Jack reached down, picked up the animal and gave it a gentle hug before setting it down again.
"And this, Sir Jack, must be your squire?" The diminutive creature looked in my direction, his piercing black eyes showing no fear, but rather boldness with a hint of disdain. It lifted its right hand to its face and began to twirl a whisker.
"No, this is Tom. He is my guest."
"I see. Enter, then, the world of Sir Jack's imagination."
The mouse gave another low bow. He gestured to the golden gates and as he did so they slowly opened. I noticed a plaque on one of the gates, which read, "Art thou for something rare, and profitable? Wouldest thou see a Truth within a Fable?"
Before I had time to ask Jack about the plaque, the gates were fully opened. I gasped at the sight before me. In the distance to my right I saw four children clothed in winter coats making their way through an area of snowy woods - an open wardrobe near them, much like the one I had stepped through earlier. The children stopped at a lamp post, apparently pausing to discuss something. Not too far from them I saw what looked like animals climbing out of the earth. Lower on the horizon a flying horse began its descent - two children riding upon it.
I turned to my left and saw colorful floating islands. A small red serpent, a seemingly gentle dragon (unlike Nigel), stretched its wings then curled up near a tree. I thought I caught a glimpse of a green-skinned woman dashing through the strange foliage. I looked up and saw a spaceship of some kind, but spherical, soaring against the backdrop of a starry sky.
In the distance loomed an enormous mountain; only it wasn't a mountain, but a giant. A woman on a horse approached it (or him), a determined look on her face. She held a gleaming sword in her hands.
The clanging of swords from another direction caught my attention. I looked and saw a veiled woman, fighting fiercely against a man. A crowd gathered round them. In another direction I saw an eerie castle. In the courtyard were countless statues of various mythological creatures - a centaur, a giant, dwarves, several animals.
Further away, upon a hill, I could barely make out a great golden lion gazing over all the scenes. Even though he was far away, his presence made me uncomfortable. He seemed to look everywhere. And yet, he also seemed to look right at me.
Startled, I saw a large brown bear bounding in our direction, much too close for my tastes. A man appeared to be chasing the beast.
"Jack! Let's get out of here," I implored. But Jack stood his ground. The bear reached us, stood up on its hind legs and began to lick Jack's face.
Jack beamed. He hugged the bear, which seemed to placate it somewhat, and it got down on all fours again. At this point the man chasing the bear arrived, yelling. "Mad bear, what have I told you about scaring visitors!"
The man, who carried a soap-covered scrub brush, spoke with what sounded like a thick Scottish accent, though Jack said the man was from Ulster.

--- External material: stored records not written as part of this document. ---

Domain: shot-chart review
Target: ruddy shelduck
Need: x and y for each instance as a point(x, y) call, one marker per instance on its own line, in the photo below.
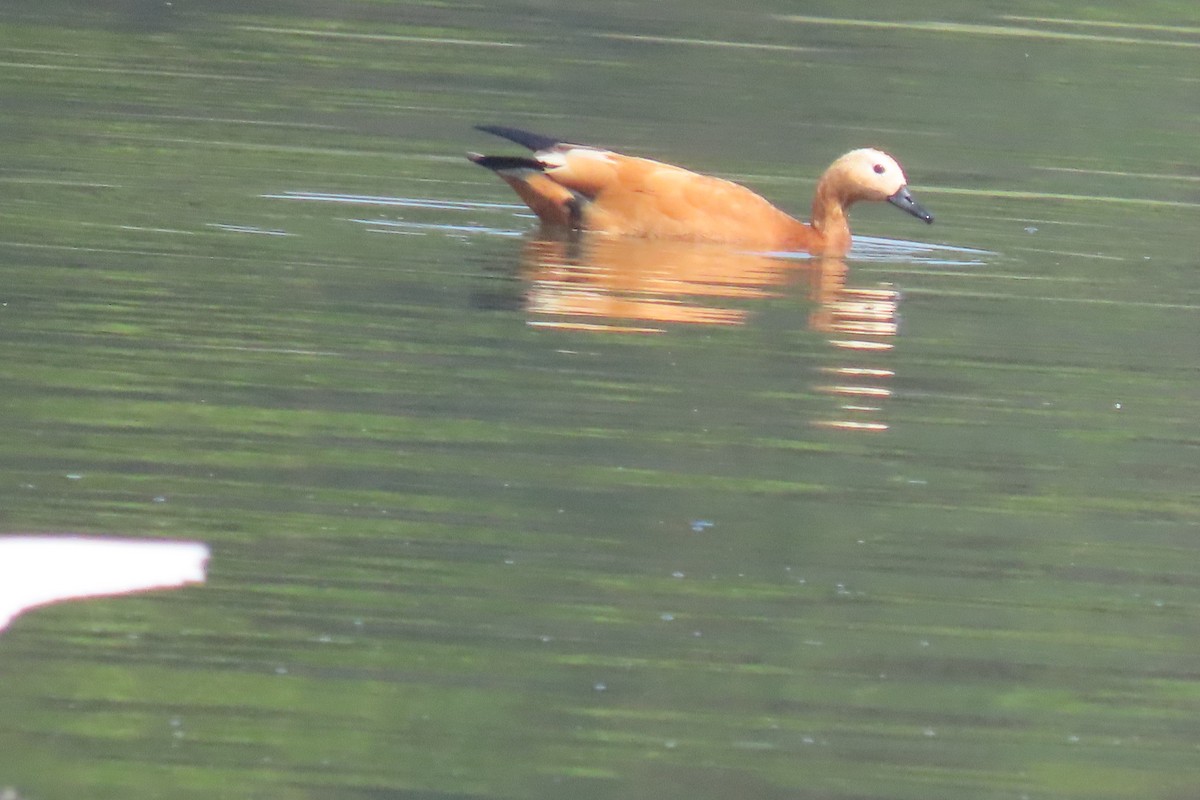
point(588, 188)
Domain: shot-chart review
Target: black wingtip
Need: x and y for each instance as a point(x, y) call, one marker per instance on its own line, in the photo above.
point(525, 138)
point(498, 163)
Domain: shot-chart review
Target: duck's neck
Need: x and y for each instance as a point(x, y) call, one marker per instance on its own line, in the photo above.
point(829, 220)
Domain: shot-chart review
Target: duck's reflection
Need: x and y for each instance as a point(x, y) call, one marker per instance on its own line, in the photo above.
point(636, 286)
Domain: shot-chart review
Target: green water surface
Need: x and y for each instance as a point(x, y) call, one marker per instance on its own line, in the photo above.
point(252, 294)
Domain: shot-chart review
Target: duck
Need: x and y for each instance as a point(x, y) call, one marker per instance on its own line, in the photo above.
point(581, 187)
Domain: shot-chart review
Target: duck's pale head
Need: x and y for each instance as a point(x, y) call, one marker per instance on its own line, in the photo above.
point(870, 174)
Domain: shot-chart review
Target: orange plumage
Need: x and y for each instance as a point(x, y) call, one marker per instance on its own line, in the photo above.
point(588, 188)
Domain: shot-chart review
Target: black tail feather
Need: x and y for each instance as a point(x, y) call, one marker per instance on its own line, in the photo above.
point(504, 162)
point(525, 138)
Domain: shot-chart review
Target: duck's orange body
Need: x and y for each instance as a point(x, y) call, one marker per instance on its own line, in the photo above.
point(581, 187)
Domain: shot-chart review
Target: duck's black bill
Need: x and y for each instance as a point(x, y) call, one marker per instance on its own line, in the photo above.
point(904, 199)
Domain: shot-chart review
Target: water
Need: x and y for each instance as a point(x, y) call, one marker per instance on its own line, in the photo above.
point(492, 516)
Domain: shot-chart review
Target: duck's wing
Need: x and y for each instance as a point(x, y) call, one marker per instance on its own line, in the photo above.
point(581, 186)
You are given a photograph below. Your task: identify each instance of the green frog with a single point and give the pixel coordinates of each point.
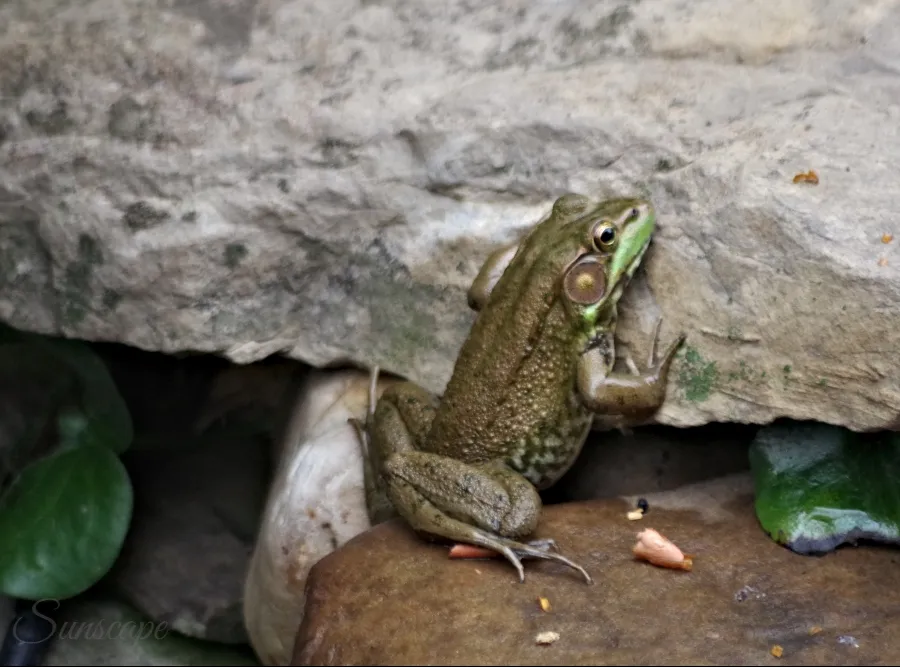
(535, 370)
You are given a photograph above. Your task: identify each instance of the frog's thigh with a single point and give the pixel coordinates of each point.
(446, 497)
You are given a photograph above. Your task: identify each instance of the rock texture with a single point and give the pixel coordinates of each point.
(386, 598)
(323, 180)
(316, 503)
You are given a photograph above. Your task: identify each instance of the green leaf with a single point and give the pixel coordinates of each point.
(820, 486)
(63, 522)
(108, 419)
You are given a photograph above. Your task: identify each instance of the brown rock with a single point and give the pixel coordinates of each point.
(387, 597)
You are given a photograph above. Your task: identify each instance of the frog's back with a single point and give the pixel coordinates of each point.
(512, 395)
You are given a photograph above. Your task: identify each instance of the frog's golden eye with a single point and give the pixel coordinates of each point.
(605, 236)
(585, 282)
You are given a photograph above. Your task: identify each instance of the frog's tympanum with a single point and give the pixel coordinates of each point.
(536, 368)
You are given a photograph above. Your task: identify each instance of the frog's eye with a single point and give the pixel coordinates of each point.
(585, 282)
(605, 236)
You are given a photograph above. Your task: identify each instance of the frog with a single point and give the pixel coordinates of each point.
(535, 370)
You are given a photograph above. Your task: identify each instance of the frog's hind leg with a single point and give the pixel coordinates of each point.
(485, 505)
(398, 422)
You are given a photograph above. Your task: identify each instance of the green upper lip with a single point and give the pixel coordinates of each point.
(632, 246)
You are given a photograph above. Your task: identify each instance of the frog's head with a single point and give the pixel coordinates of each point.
(615, 235)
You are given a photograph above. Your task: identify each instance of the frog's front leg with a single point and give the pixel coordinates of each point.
(633, 397)
(488, 505)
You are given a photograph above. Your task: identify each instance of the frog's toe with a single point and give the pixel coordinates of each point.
(545, 544)
(528, 550)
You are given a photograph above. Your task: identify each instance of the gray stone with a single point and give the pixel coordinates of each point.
(324, 179)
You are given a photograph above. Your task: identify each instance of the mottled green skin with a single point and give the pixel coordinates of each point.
(528, 381)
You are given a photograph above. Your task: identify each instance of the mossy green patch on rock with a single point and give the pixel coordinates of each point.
(696, 375)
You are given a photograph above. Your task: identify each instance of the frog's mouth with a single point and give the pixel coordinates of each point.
(625, 275)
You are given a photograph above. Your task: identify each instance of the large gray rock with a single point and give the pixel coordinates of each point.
(324, 179)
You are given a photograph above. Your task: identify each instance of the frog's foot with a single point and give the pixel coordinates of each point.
(485, 505)
(514, 552)
(467, 551)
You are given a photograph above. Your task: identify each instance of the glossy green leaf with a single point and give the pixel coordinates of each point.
(820, 486)
(63, 522)
(96, 396)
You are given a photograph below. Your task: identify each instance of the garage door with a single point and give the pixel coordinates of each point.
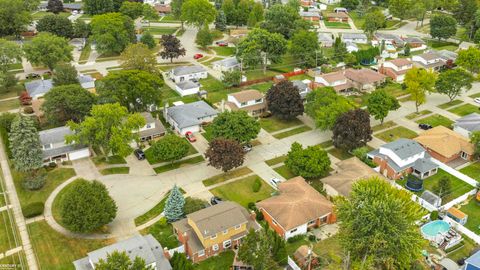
(82, 153)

"Sorry, sirs," he said to us. "He always gets that way come bath time."
"No problem at all," said Jack.
"Mr. - ?" queried the Ulsterman.
"Lewis. Jack Lewis. Call me Jack."
"And who might you be?" said the man, looking at me.
"I'm Thomas Clerk."
"Escaped from a hospital, did you?" he asked.
"It's complicated," I replied.
"And might you know where we are?" inquired the man with the scrub brush.

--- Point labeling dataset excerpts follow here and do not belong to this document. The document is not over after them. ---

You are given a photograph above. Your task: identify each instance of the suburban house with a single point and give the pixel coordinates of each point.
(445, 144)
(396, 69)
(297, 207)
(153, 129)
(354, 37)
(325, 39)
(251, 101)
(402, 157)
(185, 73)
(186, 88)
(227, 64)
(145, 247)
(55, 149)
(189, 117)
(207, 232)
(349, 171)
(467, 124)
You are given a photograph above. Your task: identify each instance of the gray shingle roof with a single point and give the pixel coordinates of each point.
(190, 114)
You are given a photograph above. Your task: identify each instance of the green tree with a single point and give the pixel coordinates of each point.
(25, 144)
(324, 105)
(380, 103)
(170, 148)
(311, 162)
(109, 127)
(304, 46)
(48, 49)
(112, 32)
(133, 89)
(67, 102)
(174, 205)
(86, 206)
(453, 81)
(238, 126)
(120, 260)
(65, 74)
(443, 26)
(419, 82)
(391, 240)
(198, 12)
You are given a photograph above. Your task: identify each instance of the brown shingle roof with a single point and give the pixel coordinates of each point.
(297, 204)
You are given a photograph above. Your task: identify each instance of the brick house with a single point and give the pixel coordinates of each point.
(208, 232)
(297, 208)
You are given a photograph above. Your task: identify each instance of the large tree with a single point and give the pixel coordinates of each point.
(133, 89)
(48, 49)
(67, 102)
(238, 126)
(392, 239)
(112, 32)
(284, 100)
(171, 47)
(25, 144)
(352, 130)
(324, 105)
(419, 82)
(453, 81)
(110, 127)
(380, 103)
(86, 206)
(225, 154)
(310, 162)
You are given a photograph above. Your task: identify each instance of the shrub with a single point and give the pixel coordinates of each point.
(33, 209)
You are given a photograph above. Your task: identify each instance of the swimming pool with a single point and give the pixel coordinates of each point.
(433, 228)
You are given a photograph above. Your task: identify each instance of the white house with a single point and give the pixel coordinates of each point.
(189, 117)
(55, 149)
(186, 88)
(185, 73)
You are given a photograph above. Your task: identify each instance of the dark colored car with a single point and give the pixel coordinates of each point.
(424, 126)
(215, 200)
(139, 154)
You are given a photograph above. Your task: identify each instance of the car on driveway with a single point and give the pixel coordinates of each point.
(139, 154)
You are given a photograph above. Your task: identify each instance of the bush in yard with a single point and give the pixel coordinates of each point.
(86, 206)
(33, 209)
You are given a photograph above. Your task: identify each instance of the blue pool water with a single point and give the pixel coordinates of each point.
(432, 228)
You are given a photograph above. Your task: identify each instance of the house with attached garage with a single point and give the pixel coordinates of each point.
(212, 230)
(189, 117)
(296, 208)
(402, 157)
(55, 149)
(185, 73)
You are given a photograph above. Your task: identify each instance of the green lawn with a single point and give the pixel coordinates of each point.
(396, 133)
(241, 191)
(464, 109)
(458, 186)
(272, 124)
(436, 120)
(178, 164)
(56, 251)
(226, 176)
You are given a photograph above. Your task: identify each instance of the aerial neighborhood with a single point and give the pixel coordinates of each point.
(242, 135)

"We are in a representation of the world of my imagination," replied Jack calmly.
"And do you have any proof - any, that is, veridical evidence that this is the case?" The thought had occurred to me, as well.
"Look around you," answered Jack, gesturing at the many scenes taking place around us. The man gazed around, taking in the same incredible sight I first saw upon entering through the golden gates.
"Good point," he said. "But maybe we are just dreaming or hallucinating."
The bear went bounding off in another direction and the man went chasing after him.